Closed nadahlberg closed 1 year ago
I guess it is because you are saving the gradients of the model, as well as the weights of the model. For caching training steps, to resume later, gradients are needed. But they would not be there on the hf pretrained models.
@darraghdog thanks for the suggestion! I checked it out and it doesn't seem like these finetuned models have grads. After poking around a bit I think the issue is that the original seems to have been trained with mixed precision whereas from_pretrained defaults to loading the model with float32 tensors.
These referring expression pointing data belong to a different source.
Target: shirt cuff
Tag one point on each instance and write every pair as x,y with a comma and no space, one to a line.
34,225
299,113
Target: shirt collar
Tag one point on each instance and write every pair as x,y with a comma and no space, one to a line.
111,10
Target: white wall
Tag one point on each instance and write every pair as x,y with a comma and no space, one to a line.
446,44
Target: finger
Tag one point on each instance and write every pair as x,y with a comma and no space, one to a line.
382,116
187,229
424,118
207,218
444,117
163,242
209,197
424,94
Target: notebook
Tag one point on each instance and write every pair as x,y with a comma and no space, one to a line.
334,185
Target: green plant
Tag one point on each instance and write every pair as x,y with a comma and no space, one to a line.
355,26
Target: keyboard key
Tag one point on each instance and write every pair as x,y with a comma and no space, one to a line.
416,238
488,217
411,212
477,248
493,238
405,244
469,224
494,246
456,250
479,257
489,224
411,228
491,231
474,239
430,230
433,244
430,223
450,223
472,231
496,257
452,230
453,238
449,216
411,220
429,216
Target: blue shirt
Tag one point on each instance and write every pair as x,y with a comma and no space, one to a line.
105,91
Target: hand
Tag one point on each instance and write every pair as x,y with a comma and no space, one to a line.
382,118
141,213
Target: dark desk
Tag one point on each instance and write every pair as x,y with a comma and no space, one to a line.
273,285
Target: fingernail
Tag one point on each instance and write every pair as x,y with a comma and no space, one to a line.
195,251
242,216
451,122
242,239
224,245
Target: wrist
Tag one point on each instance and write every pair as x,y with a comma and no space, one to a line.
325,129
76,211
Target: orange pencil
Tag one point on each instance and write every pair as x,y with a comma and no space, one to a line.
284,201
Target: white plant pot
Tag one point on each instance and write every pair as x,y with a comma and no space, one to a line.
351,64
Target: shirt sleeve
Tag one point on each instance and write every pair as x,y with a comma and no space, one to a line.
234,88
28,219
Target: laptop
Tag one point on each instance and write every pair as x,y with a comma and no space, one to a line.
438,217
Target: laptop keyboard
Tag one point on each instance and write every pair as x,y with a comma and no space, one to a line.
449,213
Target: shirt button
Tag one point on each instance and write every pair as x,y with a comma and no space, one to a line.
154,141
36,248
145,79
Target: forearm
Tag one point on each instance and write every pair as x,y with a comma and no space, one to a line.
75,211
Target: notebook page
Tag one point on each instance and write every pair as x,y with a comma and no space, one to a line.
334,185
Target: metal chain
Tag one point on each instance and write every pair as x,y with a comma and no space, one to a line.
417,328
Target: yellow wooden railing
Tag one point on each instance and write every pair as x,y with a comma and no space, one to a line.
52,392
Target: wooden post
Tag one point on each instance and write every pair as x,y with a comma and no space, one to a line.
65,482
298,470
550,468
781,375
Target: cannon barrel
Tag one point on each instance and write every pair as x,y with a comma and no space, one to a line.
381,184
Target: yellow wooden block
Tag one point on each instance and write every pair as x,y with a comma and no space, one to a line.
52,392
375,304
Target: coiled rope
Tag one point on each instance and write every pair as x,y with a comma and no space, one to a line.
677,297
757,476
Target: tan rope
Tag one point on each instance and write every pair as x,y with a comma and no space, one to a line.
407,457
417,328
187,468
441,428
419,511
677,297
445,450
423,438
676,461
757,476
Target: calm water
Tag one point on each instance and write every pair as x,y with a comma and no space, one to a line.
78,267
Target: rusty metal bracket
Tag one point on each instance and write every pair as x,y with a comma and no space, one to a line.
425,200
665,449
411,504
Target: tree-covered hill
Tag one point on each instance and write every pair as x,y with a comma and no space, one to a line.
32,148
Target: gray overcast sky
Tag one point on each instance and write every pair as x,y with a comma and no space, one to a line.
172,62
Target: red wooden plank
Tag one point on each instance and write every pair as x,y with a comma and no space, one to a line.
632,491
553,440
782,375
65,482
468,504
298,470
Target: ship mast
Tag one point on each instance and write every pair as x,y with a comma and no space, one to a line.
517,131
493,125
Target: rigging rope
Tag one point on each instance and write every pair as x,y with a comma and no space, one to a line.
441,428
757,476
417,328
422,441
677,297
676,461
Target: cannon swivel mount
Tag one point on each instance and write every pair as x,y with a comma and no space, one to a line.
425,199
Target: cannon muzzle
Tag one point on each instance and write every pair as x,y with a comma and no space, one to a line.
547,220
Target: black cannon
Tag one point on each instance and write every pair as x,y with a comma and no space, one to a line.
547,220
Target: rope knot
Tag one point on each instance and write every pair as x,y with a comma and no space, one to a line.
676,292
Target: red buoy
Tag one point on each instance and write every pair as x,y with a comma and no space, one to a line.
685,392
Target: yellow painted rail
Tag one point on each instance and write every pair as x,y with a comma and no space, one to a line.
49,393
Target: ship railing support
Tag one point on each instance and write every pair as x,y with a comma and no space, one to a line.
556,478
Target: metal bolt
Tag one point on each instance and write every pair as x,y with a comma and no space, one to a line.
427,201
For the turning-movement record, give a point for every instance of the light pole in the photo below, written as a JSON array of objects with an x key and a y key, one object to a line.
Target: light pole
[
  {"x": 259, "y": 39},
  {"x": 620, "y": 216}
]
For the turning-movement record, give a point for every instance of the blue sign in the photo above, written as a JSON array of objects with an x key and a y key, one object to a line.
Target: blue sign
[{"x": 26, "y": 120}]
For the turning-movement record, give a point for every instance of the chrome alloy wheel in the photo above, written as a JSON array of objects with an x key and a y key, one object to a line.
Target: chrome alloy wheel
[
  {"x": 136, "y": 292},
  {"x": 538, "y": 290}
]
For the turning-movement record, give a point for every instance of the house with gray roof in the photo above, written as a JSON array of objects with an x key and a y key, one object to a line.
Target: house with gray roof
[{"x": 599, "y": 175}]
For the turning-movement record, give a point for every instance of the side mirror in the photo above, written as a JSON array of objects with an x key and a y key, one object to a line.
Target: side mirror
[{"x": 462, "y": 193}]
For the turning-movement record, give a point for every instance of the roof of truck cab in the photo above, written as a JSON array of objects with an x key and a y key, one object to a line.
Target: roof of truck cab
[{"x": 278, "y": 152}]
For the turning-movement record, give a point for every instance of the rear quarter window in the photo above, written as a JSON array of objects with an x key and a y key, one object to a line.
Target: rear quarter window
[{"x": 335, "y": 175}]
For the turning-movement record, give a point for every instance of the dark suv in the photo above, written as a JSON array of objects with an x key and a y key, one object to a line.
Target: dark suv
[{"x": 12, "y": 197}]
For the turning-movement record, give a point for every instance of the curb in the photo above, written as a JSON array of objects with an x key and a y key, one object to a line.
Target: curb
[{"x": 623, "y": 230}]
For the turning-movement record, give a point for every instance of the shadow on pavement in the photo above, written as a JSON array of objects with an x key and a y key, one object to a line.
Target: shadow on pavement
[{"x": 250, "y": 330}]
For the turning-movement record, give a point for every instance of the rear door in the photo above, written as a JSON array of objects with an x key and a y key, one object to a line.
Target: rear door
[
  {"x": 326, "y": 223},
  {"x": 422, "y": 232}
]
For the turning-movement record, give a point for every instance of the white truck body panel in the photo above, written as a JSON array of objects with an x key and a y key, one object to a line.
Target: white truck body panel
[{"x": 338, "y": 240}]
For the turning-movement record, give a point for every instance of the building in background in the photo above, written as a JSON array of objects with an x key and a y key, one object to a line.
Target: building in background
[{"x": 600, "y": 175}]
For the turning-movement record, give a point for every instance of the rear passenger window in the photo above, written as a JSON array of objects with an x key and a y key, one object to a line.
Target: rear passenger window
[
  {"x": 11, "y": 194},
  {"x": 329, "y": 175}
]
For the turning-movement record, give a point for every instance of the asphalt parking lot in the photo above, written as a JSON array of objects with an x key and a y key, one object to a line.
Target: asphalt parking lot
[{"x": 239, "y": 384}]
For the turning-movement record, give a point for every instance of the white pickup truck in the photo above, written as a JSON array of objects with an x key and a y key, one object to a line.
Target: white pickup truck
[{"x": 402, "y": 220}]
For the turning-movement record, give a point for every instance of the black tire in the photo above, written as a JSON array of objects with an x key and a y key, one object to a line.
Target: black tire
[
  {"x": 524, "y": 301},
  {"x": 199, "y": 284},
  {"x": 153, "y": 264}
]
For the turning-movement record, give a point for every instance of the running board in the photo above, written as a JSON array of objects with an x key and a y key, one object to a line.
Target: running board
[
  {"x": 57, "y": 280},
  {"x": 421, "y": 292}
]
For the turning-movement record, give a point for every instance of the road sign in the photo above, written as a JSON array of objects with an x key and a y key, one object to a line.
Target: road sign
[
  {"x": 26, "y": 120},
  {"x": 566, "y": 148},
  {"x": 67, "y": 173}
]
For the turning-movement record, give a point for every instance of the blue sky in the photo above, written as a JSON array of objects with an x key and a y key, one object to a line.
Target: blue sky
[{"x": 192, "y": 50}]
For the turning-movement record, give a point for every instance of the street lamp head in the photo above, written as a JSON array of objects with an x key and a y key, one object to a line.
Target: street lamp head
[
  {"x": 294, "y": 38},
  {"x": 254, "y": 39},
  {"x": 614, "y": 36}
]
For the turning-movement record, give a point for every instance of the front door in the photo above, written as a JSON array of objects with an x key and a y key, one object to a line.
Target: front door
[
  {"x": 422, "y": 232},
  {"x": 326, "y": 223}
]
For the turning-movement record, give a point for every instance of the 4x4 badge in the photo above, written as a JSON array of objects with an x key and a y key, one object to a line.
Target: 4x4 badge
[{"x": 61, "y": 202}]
Will mark this as closed, but to anyone else who comes across this and wants to preserve the original model size after finetuning you can load the model as such:
model = AutoModel.from_pretrained('microsoft/deberta-v3-base', torch_dtype=torch.float16)
On HF, deberta-v3-large is 800mb: https://huggingface.co/microsoft/deberta-v3-large
But after even a few steps of MLM training the saved model is 1.6gb: https://colab.research.google.com/drive/1PG4PKYnye_F1We2i7VccQ4nYn_XTHhKP?usp=sharing
This seems true of many other finetuned versions of DeBERTaV3 on HF (for both base and large size). It also doesn't seem specific to MLM: https://huggingface.co/navteca/nli-deberta-v3-large https://huggingface.co/cross-encoder/nli-deberta-v3-base/tree/main
Any idea why this is -- is it something to do with V3 itself? And does anyone know if the model size can be reduced again after traning?
Thanks!